The Village Café, Moradabad – A Throwback To A Time That Once Was
“Studying the dichotomy in schools of thought regarding what villages represent and the interpretations of their relevance and ever-changing state was where we started our ideation.” — Portal 92
We live at a time when the ‘newest’ and the ‘shiniest’ is impressed upon us on a daily basis, not in the least at our behest. In this age of fast-paced “progress”, it has never been easier to get burned out. Which is why, as an inevitable parallel, we have cultural shifts such as the Slow Movement. We’ve come to realize that faster is not always better. That tradition can hold more weight than the modern. When it comes to the design world, too, this school of thought exists as an anti-thesis to a frenetic environment churning out work that’s neither contextual nor reflective. In a world pervaded by an incredibly hurried built environment and the rampant use of invasive materials, vernacular architecture—or at the very least, a nod to it—holds its ground.
At the Village Café in Moradabad, Uttar Pradesh, this very philosophy is manifested in design that gleans from and reinterprets rural architecture. Designed by Portal 92, the café draws from a minimal and decidedly raw palette of locally sourced materials to birth textures and volumes that represent a lucid memory of a village. The café is located on Kant Road, an arterial highway that’s gradually evolving into a mixed-used street with both commercial and educational buildings in the making.
Sitting on the northeast terrace of one such commercial establishment, the 600-sq-m cafe is primarily an outdoor space with a small indoor area. The terrace, flush with terracotta-toned walls of varied volumes, references the experience of being in the midst of a village settlement. The modulated walls segregate and partially shield one sitting zone from the next, and invariably create the possibility of various movement patterns. Sensitively executed, the idea of being far removed from a city seems anything but preposterous here.

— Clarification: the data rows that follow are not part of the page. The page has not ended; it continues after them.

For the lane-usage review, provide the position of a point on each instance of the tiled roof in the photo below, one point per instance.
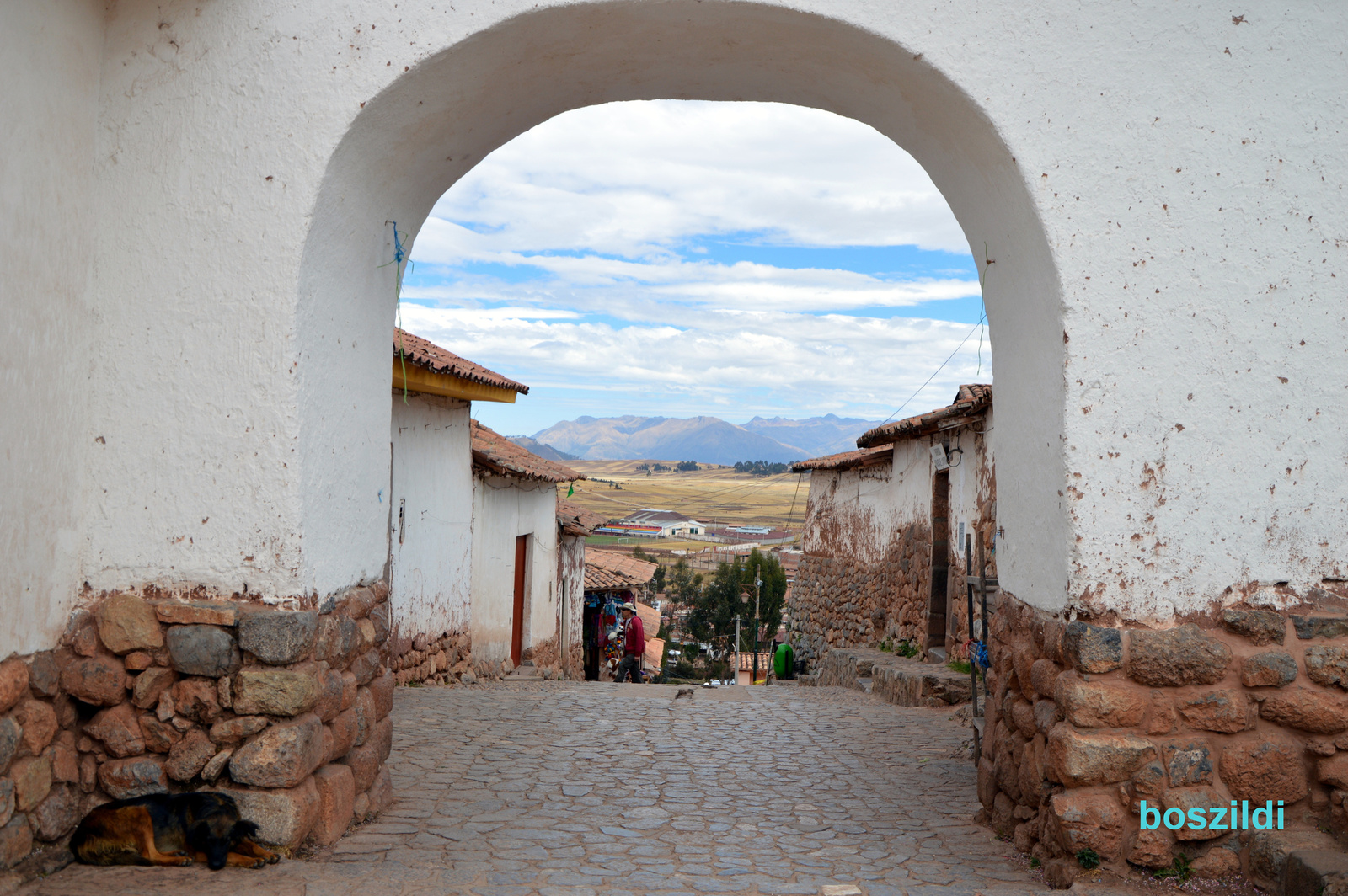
(847, 460)
(968, 402)
(431, 356)
(494, 453)
(611, 570)
(575, 519)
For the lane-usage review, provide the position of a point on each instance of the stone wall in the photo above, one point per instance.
(840, 603)
(1085, 721)
(286, 711)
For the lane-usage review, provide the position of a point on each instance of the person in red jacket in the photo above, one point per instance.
(634, 646)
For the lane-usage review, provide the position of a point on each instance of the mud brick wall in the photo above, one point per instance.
(1085, 721)
(840, 603)
(286, 711)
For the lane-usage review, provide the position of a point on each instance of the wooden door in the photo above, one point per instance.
(516, 637)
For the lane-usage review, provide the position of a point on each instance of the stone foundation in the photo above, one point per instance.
(286, 711)
(1087, 721)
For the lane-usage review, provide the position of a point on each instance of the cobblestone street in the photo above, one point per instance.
(566, 790)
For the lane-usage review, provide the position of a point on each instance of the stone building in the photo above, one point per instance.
(889, 530)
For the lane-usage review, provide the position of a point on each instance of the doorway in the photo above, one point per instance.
(940, 563)
(516, 635)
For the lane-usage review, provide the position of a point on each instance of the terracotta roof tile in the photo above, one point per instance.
(968, 402)
(575, 519)
(437, 360)
(611, 570)
(494, 453)
(847, 460)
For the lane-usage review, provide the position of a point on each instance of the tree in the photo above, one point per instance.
(714, 615)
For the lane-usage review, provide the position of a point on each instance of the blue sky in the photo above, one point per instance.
(671, 259)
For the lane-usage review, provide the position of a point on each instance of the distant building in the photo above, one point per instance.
(651, 523)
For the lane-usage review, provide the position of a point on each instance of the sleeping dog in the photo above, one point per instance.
(168, 829)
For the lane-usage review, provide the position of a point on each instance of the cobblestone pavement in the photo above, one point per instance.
(570, 790)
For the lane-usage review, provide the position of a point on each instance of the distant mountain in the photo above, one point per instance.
(817, 435)
(701, 438)
(543, 449)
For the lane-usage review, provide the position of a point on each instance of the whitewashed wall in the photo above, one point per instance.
(1159, 195)
(431, 566)
(505, 509)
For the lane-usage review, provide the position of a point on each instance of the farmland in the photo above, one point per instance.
(714, 495)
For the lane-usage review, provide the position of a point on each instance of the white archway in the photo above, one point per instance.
(431, 125)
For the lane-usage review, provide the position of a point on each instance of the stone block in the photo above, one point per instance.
(199, 613)
(44, 675)
(94, 680)
(1309, 871)
(135, 776)
(1099, 704)
(1324, 627)
(1260, 627)
(329, 694)
(236, 729)
(366, 666)
(56, 815)
(1089, 648)
(189, 756)
(11, 734)
(159, 736)
(204, 650)
(31, 778)
(1328, 666)
(1153, 849)
(152, 684)
(366, 717)
(1188, 798)
(336, 790)
(197, 698)
(1309, 711)
(283, 817)
(382, 689)
(344, 728)
(40, 724)
(364, 765)
(1089, 821)
(1177, 657)
(1188, 761)
(127, 623)
(274, 691)
(282, 756)
(15, 841)
(278, 637)
(381, 792)
(1092, 758)
(1273, 669)
(1226, 711)
(1262, 770)
(119, 731)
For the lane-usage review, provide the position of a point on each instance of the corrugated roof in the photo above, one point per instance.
(611, 570)
(431, 356)
(575, 519)
(970, 401)
(846, 460)
(494, 453)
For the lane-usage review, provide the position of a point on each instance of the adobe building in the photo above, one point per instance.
(1159, 267)
(887, 532)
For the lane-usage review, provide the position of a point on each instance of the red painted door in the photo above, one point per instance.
(516, 637)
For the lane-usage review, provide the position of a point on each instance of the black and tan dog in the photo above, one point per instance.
(168, 829)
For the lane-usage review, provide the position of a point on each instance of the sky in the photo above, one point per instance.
(680, 258)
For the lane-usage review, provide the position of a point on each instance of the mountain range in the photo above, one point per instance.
(707, 440)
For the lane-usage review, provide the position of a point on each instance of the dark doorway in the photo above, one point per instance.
(940, 563)
(516, 635)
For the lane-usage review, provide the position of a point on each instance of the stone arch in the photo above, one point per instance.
(431, 125)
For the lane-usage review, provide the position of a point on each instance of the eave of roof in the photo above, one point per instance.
(970, 403)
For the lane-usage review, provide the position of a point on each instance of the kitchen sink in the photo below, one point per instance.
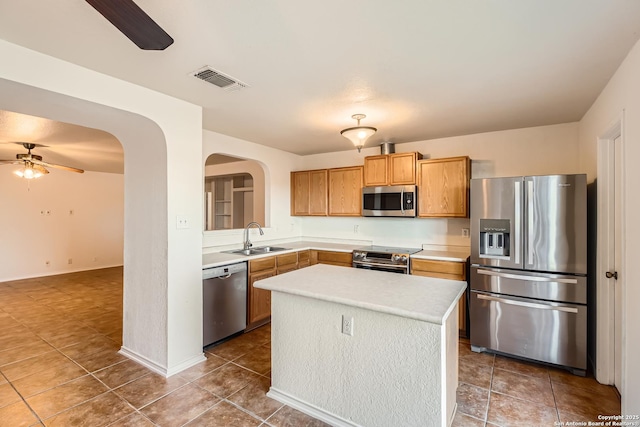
(256, 251)
(269, 249)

“The form of the planters and walls have been carefully modulated to generate a surreal impression of rural settlements. The horizontal level shifts connected by diagonal volumes are inspired [by] the volumes achieved in thatched huts with mud walls,” say the design team led by architects Aanchal Sawhney and Sagar Goyal. The terracotta-toned plaster was achieved by trial-and-error, inviting a strangely familiar warmth and vibrancy to the space.
Amid the fieriness of terracotta, the eye is gradually drawn to a stark volume that is the indoor canopied area. The looming mass that appears utterly chunky at first glance is quickly tempered with the clever use of glazing which sets off the decidedly unfinished texture of exposed concrete. But, really, the choice of materials doubles as a deeper inquiry into a humanistic approach to architecture. ¨The use of exposed concrete and glass in the canopy was done to emphasize the role of such invasive materials playing in growing economies/villages. [To emphasize] the cost and labour efficiency of these materials vs. the death of vernacular skilled craftsmen and know-how,” say the architects of the interdisciplinary architecture and design studio based out of Delhi-NCR.

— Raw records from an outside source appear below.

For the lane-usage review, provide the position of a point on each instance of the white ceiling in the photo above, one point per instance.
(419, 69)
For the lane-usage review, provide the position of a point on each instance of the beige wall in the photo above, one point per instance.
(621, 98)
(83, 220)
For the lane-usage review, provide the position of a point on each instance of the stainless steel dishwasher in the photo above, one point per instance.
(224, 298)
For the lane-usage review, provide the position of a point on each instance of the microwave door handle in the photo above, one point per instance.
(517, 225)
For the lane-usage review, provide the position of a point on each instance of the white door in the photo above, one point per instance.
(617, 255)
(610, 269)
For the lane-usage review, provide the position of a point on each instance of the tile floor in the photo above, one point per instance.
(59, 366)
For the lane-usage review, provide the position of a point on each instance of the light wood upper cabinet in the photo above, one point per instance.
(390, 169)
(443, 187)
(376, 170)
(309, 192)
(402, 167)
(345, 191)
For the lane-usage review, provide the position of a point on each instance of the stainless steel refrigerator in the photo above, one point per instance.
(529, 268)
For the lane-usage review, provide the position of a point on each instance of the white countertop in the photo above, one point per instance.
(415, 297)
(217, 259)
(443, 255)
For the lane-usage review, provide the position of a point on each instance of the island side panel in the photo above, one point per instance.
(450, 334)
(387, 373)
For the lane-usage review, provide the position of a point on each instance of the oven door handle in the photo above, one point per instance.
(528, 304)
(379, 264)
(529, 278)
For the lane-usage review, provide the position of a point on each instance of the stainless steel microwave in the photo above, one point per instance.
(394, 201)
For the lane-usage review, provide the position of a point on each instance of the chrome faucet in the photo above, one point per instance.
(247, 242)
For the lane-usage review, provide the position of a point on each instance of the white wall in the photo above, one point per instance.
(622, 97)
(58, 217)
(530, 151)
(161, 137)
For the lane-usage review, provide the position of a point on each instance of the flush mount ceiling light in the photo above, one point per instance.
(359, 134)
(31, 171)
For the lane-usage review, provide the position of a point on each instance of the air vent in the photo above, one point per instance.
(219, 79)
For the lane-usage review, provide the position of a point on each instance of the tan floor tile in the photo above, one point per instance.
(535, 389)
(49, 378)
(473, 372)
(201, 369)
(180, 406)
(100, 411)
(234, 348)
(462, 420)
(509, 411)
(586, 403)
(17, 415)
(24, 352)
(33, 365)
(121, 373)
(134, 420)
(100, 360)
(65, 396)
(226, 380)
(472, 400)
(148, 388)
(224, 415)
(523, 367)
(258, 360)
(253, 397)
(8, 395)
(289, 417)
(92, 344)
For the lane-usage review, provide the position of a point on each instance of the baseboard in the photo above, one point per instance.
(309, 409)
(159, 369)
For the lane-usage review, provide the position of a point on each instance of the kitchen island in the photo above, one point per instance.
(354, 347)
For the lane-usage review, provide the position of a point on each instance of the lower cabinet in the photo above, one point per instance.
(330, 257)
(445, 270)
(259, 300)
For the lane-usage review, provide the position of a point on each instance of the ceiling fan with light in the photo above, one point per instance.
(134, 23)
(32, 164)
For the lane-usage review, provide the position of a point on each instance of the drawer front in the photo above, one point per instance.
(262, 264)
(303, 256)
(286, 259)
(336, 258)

Even the exposed concrete rings realised as circular perforations carry significance not only in terms of design but also intent. A reoccurring motif across the café, like portholes of sorts, they are cast in curved iron sheets and inserted into the outdoor terracotta walls and indoor concrete walls offering glimpses across pockets of spaces. The intent, say the architects, was “to represent how these invasive and commercially widespread materials are puncturing and slowly spreading into rural spaces and building techniques.”
The Village Café veers towards the blended aesthetic of rustic simplicity and modern minimalism. This is particularly perceptible in the concrete fins that serve as shading devices by day and that transform into nifty but chic receptacles for the customised Moonlights by Dbel Studio.
There is a focus on the handcrafted, too, and the many brass vessels—Moradabad has a thriving brass handicrafts industry— wooden sculptures and metal objects of interest allude to this. As do the Shalimar cane ceiling fans by The Fan Studio and the custom pendant lamps (Indi Hauz Design) suspended from the ceiling with carved wooden posts.
“There are various layers of interaction that have been created between the old and the new. Our intent was not to fuse traditional with modern but rather develop a modernity which is rooted in traditions, creating a surreal landscape which references, comments and explores the possibilities of design in our context,” explain the architects. At the Village Cafe, time almost seems to slow down as if to retrace the unhurried pace of life that once was—its design contributing to everything that isn’t in this age of instant architecture.